Ash's interactions with Elo show that Ash's hatred of the Tyrell Corporation is linked to the offer that Elo makes her here, to "fix" her. Ash doesn't see herself as needing fixing, explaining why she despises Tyrell's efforts to create "perfect" humans.
Now working for Elo, Ash shakes down a Replicant at a club who sends her to el Santuario, the same beach in Mexico - now a collection of narco-states - where Isobel is headed with Chloe.
Unsurprisingly, this arc ends brutally. Selwyn tortures the Skin to get el Santuario's location and arrives with his good squad to grab Chloe. Green and Johnson are great at not rushing the drama. Before Selwyn arrives, Ash learned that he made a deal with Tyrell: in exchange for giving Chloe to Tyrell, Tyrell would give him a stream of Isobels. It's...gross. When Ash asks Selwyn about it, he denies it, but Ash is clearly siding with the Replicants at this point.
As Isobel tries to protect Chloe from the ensuing gunfight, Green and Johnson punch you in the heart as she remembers Chloe's childhood, like how her favorite socks have watermelons on them.

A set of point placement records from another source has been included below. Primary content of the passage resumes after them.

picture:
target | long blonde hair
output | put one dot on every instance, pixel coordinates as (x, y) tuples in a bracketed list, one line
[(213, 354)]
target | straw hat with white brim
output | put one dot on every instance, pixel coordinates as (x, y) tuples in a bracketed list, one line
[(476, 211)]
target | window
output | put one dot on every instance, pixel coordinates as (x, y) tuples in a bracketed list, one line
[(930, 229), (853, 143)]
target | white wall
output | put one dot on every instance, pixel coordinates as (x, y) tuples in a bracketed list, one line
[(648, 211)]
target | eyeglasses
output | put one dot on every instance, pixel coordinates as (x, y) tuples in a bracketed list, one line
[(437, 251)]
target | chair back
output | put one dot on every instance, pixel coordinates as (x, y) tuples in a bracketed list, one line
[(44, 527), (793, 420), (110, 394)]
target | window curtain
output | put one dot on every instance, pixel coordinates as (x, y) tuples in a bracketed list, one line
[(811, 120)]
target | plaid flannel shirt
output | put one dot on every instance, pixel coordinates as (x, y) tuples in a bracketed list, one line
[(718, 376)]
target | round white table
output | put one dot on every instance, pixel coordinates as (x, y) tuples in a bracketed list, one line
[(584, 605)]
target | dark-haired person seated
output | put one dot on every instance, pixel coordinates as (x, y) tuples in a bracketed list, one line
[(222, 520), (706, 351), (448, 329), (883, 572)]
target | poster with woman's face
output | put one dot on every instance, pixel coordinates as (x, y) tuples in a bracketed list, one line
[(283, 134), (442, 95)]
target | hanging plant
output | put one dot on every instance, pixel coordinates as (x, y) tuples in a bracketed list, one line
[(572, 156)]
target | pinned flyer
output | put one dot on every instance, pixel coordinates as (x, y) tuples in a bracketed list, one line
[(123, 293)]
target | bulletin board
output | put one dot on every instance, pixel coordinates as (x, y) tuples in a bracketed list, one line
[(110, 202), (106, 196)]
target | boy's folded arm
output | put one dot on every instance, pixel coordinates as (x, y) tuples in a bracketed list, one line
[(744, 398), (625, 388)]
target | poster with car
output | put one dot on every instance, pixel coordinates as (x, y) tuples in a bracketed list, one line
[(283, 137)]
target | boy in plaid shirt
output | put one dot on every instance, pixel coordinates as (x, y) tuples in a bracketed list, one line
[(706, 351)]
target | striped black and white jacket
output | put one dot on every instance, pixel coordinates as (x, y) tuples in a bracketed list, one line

As a parent, these sorts of moments break me now. Isobel is wounded as Ash gets Chloe in her spinner and sacrifices herself so that Ash can escape with Chloe. Later, Ash tries to get the police to help, but they won't, and decides to take care of Chloe rather than see Tyrell make her a lab rat. Chloe tells Ash that her mother mentioned a safe place, and it looks like we're going to the colonies!
Final Thoughts: I can't believe how incredibly good this opening arc is. Given how much I love "Blade Runner" and "Blade Runner 2049," I'm beyond stoked that this series really matches their drama, intensity, and pathos. I can't wait to see where we go from here.